Lihat ke Halaman Asli

djoko

bloger

MK sebagai Benteng Tegaknya Konstitusi dan Demokrasi Kita

Diperbarui: 23 Juli 2023   20:41

Kompasiana adalah platform blog. Konten ini menjadi tanggung jawab bloger dan tidak mewakili pandangan redaksi Kompas.

Foto: Tingey Injury Law Firm /Unsplash.

Demokrasi sejatinya adalah pemerintahan dari rakyat, oleh rakyat, dan untuk rakyat. Salah satu bentuk konkret pengejawantahan demokrasi di negeri ini adalah pemilihan umum langsung untuk memilih pemimpin, baik untuk level nasional maupun untuk level lokal [daerah]. Dalam hal ini, rakyat memilih orang-orang yang mereka percayai untuk menjadi pemimpin mereka. Adalah tugas para pemimpin terpilih untuk kemudian menyuarakan, memikirkan, dan memperjuangkan nasib dan kepentingan rakyat.

Dengan demikian, hasil akhir dari setiap pemilihan umum yang paling ideal adalah berubahnya kehidupan rakyat. Kenapa? Karena, bagaimanapun, rakyat memilih pemimpin mereka dengan harapan mereka bisa mengubah kehidupan mereka ke arah yang lebih baik berupa meningkatnya kemakmuran dan kesejahteraan.

Indonesia sendiri saat ini menjadi negara demokrasi ketiga terbesar di dunia di belakang India dan Amerika Serikat. Ditilik dari perjalanan sejarah bangsa, secara garis besar praktik demokrasi di Indonesia paling tidak terbagi ke dalam empat periode.

Pertama, periode demokrasi parlementer [1945-1959]. Periode ini ditandai dengan begitu kuatnya dominasi partai-partai politik dan Dewan Perwakilan Rakyat. Pada masa ini, kabinet tidak bisa bekerja secara efektif akibat kerap ditentang oleh parlemen. 

Kedua, demokrasi terpimpin [1959-1965]. Periode demokrasi terpimpin ditandai oleh keluarnya apa yang diistilahkan sebagai Dekrit Presiden. Isinya yaitu [1] tidak berlakunya Undang-Undang Dasar Sementara 1950; [2] berlakunya kembali Undang-Undang Dasar 1945; [3] dibubarkannya Konstituante dan [4] pembentukan Majelis Permusyawaratan Rakyat Sementara dan Dewan Pertimbangan Agung Sementara.
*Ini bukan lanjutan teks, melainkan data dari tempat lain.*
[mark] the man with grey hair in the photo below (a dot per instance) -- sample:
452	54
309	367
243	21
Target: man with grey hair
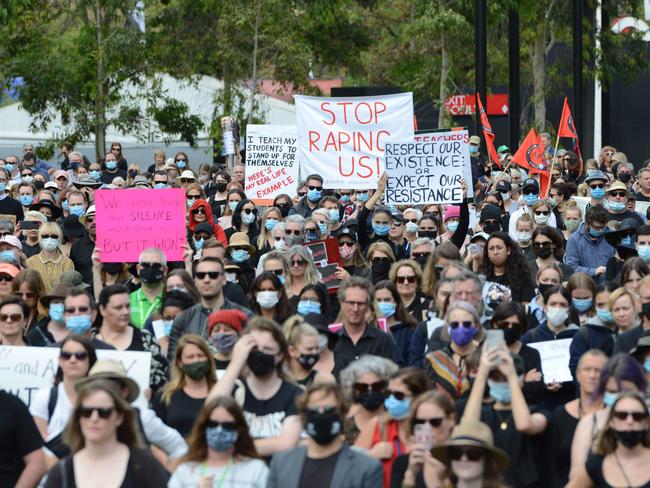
152	268
357	337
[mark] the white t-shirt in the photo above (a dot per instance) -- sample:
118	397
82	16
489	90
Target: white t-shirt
251	473
62	410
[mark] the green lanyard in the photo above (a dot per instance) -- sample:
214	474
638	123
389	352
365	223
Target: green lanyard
222	478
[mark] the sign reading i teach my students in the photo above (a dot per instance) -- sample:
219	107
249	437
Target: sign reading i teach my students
129	221
342	139
426	172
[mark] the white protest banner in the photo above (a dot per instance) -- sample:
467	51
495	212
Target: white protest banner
342	139
555	360
24	370
467	164
271	161
421	173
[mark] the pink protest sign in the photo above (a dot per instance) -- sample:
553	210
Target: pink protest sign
128	221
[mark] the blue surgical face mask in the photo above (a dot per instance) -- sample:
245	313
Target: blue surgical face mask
314	195
397	409
500	391
609	398
604	315
78	324
380	229
306	307
616	206
597	193
240	255
387	309
581	304
26	200
56	311
530	199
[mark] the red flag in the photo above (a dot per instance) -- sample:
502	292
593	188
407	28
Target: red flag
488	133
568	129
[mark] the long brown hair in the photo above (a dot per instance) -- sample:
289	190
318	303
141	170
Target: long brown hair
198	449
127	432
177	379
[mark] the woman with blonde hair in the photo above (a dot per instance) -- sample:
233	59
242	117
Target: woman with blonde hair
193	374
50	262
304	352
105	444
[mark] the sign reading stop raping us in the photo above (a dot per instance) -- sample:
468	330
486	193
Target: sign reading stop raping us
129	221
427	172
343	139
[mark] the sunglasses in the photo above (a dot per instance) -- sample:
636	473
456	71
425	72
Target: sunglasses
104	413
378	386
465	323
223	425
472	453
11	317
636	416
213	275
79	356
434	422
406	279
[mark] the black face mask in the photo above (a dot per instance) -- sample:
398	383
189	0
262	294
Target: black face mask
323	427
284	208
371	400
151	276
260	363
542	252
629	438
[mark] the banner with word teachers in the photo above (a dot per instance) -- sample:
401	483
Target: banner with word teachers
342	139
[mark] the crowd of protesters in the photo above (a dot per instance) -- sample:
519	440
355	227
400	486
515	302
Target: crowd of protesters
419	370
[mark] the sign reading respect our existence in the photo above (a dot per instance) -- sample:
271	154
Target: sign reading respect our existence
428	171
271	161
343	139
129	221
25	370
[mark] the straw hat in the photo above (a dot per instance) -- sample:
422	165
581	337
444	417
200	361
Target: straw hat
470	433
112	370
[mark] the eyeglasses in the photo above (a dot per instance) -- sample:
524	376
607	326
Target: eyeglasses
103	412
82	310
465	323
79	356
434	422
223	425
213	275
25	295
381	260
636	416
472	453
11	317
377	386
406	279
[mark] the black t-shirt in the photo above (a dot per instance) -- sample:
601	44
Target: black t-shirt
522	470
18	437
181	412
317	473
265	417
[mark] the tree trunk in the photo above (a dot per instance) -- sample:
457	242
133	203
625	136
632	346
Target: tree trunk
444	75
539	77
100	100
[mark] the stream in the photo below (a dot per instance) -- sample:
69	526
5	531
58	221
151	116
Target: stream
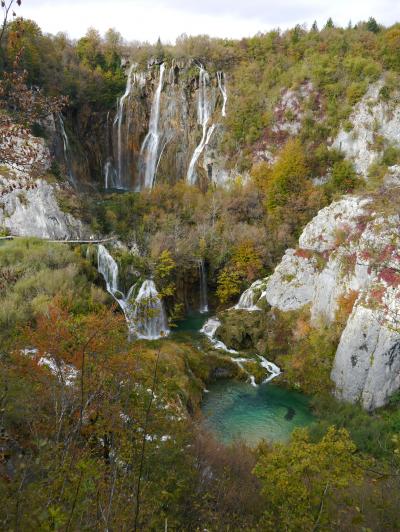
238	410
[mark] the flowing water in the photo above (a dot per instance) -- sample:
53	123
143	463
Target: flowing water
67	151
234	410
203	287
224	92
150	148
203	117
145	314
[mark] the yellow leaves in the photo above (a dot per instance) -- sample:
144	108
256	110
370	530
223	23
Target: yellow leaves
294	477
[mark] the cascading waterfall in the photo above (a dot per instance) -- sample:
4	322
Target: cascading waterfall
246	301
122	177
108	268
203	117
222	88
210	329
110	176
67	151
145	315
149	149
149	314
203	287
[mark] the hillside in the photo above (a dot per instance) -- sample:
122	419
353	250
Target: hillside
249	187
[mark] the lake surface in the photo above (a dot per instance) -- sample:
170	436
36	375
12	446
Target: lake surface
234	410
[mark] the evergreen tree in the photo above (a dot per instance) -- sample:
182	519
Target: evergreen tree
372	25
329	23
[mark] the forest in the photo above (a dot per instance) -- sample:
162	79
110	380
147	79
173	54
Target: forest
102	432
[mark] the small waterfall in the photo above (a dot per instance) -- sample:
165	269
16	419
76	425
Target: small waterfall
149	149
67	151
272	369
246	301
222	88
210	329
110	176
203	288
122	170
149	314
203	117
146	316
108	268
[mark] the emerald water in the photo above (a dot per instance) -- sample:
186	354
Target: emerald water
234	410
192	323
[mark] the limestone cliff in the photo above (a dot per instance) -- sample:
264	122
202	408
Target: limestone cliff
28	200
351	249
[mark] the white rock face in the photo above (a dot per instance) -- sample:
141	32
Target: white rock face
321	233
32	210
370	117
28	206
292	284
367	362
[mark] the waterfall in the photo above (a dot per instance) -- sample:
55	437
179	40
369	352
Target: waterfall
210	329
149	313
149	149
246	301
222	88
272	369
67	151
122	172
146	316
108	268
110	176
203	117
203	287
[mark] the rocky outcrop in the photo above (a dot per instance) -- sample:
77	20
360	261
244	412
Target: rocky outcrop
160	121
28	204
373	122
349	252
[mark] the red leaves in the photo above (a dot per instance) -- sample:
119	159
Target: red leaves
390	277
303	253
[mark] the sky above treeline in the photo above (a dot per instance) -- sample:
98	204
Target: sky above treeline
146	20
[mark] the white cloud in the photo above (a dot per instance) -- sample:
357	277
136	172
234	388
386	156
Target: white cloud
147	20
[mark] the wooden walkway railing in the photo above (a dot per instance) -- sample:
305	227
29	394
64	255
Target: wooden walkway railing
90	241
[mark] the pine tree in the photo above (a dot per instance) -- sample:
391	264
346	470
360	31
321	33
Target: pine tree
329	23
372	25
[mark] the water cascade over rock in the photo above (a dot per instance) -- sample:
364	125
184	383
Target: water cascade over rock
145	315
149	314
150	148
163	131
204	112
210	329
247	299
203	287
118	168
67	151
224	92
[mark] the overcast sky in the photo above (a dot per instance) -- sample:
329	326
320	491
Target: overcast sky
150	19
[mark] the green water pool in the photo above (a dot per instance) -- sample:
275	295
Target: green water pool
236	410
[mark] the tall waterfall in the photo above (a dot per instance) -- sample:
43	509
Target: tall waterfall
122	174
203	287
149	150
222	88
67	151
110	176
146	316
204	112
149	314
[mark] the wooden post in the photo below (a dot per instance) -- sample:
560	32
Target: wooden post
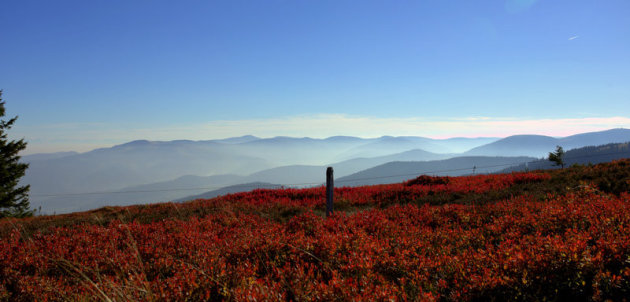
330	186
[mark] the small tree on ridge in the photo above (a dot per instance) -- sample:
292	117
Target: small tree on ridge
557	157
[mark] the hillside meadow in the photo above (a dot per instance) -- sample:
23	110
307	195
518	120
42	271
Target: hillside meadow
540	235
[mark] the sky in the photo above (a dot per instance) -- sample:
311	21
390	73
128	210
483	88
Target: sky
88	74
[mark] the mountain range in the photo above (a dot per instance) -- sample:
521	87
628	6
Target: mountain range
152	171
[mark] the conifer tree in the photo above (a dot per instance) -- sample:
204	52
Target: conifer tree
13	199
557	157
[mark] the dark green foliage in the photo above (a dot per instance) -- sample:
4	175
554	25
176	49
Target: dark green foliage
13	199
557	157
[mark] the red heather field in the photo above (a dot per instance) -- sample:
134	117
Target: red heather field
552	235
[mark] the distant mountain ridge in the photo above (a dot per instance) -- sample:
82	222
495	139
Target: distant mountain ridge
149	167
582	156
540	145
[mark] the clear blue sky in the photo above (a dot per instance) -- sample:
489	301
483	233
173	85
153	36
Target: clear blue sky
89	73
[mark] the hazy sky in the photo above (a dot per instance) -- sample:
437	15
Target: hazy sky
85	74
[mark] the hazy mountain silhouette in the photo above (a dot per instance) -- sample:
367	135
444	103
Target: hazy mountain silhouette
46	156
539	145
148	166
582	156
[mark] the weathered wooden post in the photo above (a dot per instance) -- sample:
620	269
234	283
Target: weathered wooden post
330	187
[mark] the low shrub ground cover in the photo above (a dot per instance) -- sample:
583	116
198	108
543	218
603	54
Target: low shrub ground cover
554	235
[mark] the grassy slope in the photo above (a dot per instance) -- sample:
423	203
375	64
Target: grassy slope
453	229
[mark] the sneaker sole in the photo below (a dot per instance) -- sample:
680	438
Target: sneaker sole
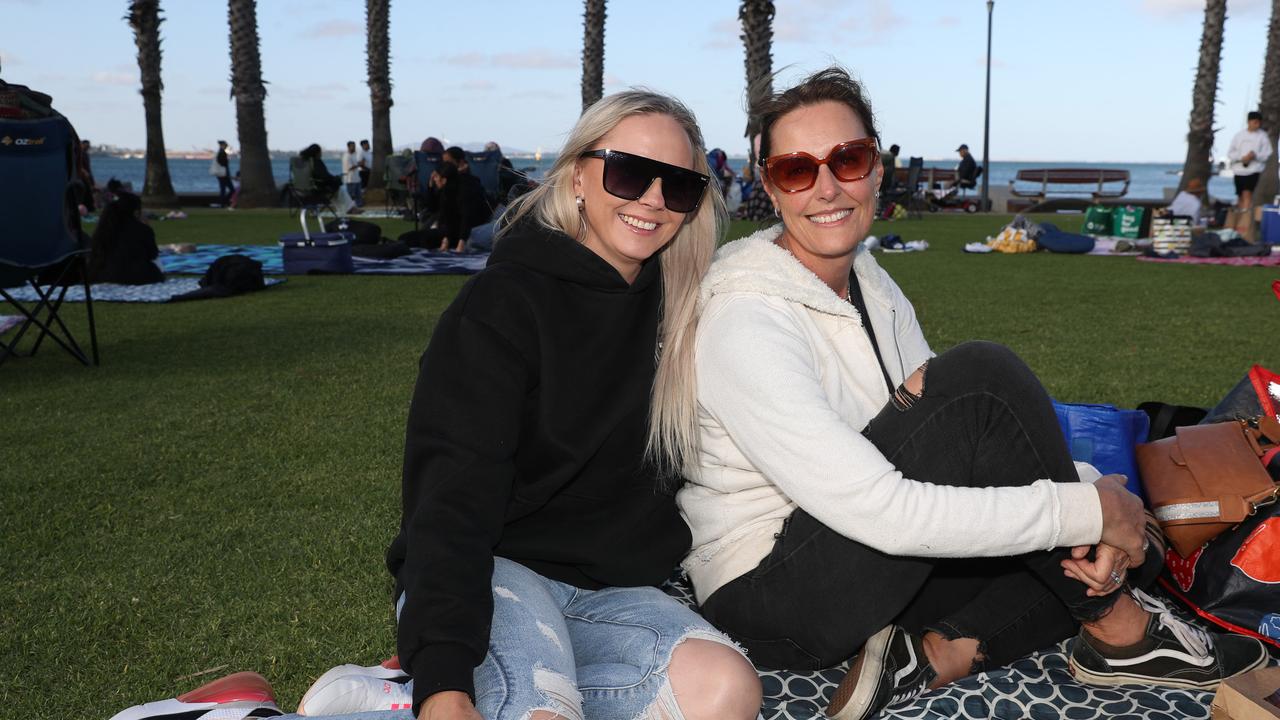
1111	679
350	669
854	695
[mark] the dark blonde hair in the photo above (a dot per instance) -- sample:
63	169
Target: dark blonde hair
831	85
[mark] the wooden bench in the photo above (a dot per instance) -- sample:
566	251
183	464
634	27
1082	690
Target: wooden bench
1100	182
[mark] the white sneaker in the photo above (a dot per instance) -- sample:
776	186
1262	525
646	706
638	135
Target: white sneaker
234	697
357	693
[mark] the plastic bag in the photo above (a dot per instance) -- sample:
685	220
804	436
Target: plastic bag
1104	436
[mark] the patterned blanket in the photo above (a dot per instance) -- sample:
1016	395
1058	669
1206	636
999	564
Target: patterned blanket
110	292
417	263
1038	687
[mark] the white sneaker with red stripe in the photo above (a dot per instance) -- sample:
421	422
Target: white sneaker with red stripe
356	688
241	696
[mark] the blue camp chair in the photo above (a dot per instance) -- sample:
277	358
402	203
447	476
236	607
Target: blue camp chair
484	165
425	164
39	244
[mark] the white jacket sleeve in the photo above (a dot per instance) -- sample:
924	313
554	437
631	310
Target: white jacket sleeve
757	377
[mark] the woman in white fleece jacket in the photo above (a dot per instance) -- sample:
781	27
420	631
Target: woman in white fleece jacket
849	490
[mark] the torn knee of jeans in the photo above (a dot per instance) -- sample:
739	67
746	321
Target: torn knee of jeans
664	706
560	693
Ketiga, masa demokrasi Pancasila [1966-1998]. Masa ini sering dijuluki pula sebagai masa Orde Baru [Orba], yang merupakan masa demokrasi konstitusional dimana sistem presidensial demikian menonjol. Presiden sebagai kepala negara dan kepala pemerintahan sangat kuat kedudukannya pada periode ini.

Keempat, periode demokrasi paska reformasi [1998-sekarang]. Masa keemasan demokrasi Pancasila berakhir ketika roda reformasi bergulir tahun 1998. Sejak itu, demokrasi di negeri ini bersandar pada sistem multipartai yang berupaya mewujudkan perimbangan kekuatan antara lembaga negara, pihak eksekutif, legislatif dan yudikatif.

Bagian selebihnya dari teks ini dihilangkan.